Dalam perjalanan waktu, ada anak yang berubah minat atau passion dari awal. Namun, intinya, para pendidik terus membantu anak-anak dalam melihat potensinya di berbagai kegiatan sampai mereka merasa senang dan bisa fokus. Selain menguasai keterampilan sesuai minat dan talenta, anak-anak juga diberi penguatan karakter disiplin, jujur, bekerja sama, peka, serta nilai-nilai baik juga ditransformasikan ke dalam diri anak.
”Konsep Merdeka Belajar, anak bisa belajar dengan potensi dan bisa berkembang,” ujar Martinus.
Robert Dachi, Kepala Sekolah SMK Edukasi di Pulau Nias, Sumatera Utara, mengatakan, sudah tiga tahun pihaknya mengembangkan pendidikan kejuruan pertanian dan peternakan unggas untuk anak-anak keluarga tidak mampu. Pendidikan pertanian dihadirkan untuk memberikan peluang bagi generasi muda menjadi pekerja dan wirausaha di sektor pertanian yang masih minim di Pulau Nias.

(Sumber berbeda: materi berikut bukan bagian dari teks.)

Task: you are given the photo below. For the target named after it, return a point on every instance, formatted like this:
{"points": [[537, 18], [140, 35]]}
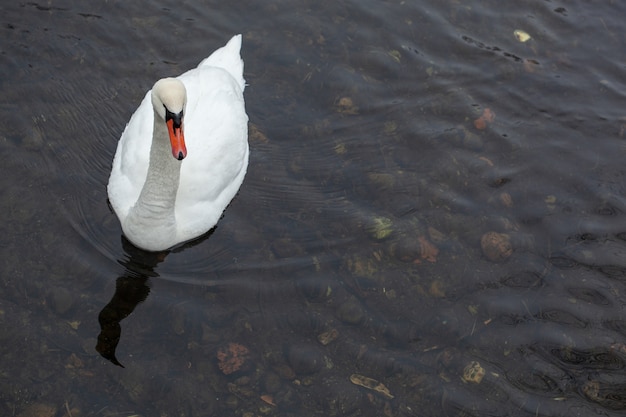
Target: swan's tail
{"points": [[228, 58]]}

Menurut Robert, komitmen menerapkan kurikulum terpersonalisasi dilakukan dengan mulai memetakan keunikan tiap anak. Meskipun dalam perjalanan waktu bisa berubah, anak tetap dioptimalkan untuk berkembang sesuai kemampuannya.

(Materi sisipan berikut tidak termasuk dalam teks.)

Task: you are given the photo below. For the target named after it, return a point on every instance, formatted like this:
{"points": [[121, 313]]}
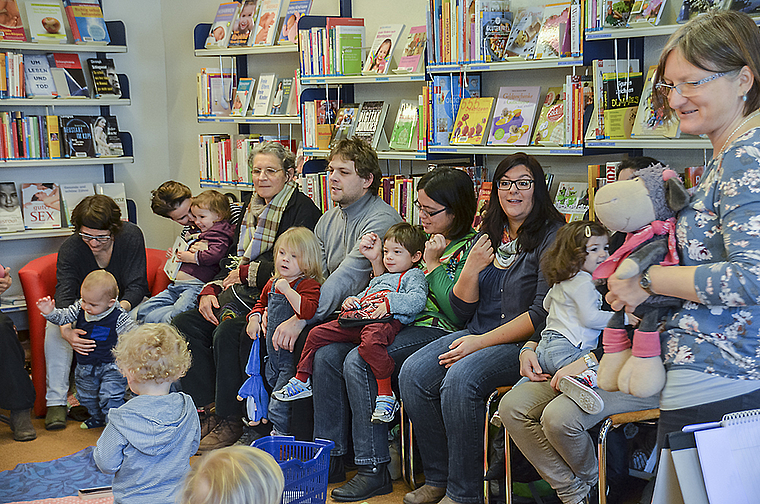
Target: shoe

”Tidak semua juga jadi petani. Ada yang kemudian suka ke otomotif atau suka akademik untuk kuliah,” kata Robert.
Bahkan, ada siswa yang diterima dengan kemampuan akademik minimal. Namun, anak-anak ini punya potensi lain, semisal ”bertangan dingin” dalam pembibitan dan petanian.

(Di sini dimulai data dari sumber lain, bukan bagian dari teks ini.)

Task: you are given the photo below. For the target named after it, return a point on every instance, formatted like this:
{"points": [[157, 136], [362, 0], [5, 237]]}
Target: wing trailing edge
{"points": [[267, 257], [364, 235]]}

”Bukan tidak penting untuk unggul dalam kemampuan akademik. Namun, kalau memang minim, bukan berarti selesai kehidupannya, melainkan ada talenta lain yang bisa dikembangkan,” ujar Robert.
Sementara itu, Lukman Hakim, yang mendirikan Sekolah Dolan di Malang, Jawa Timur, mengatakan, komunitas sekolah ini mendampingi keluarga yang menjalankan sekolah rumah atau homeschooling. Anak-anak dibantu untuk dikenali peta bakatnya dan bersama orangtua merancang kurikulum yang berbeda-beda untuk tiap anak.
Fokus karakter
Doni mengatakan, kurikulum terpersonalisasi akan berfokus pada kompetensi dan karakter. Metode kurikulum terpersonalisasi dimulai dengan asesmen atau profil dan data pemelajar yang bisa dilakukan secara bertahap atau dengan bantuan psikolog. Lalu, ada perencanaan pemelajaran, guru membantu pemelajaran yang tepat. Selanjutnya, evaluasi yang kurang dan dilakukan remediasi untuk memastikan, lalu refleksi.
Menurut Doni, saat ini kurikulum yang diterapkan masih terdiversifikasi pada sekolah atau daerah masing-masing. Di dalam Kurikulum 2012 sebenarnya sudah ada semangat untuk terpersonalisasi, tetapi belum dioptimalkan.
”Jika kurikulum terpersonalisasi ini bisa semakin diimplementasikan dengan baik untuk mendukung bagaimana tiap individu meraih cita-cita dan berkarier di bidang apa pun pendidikan harus semakin cair. Pendidikan formal, nonformal, dan informal tetap diberi ruang dan pengakuan yang memastikan dapat mendukung anak-anak menjadi terbaik dari dirinya,” kata Doni.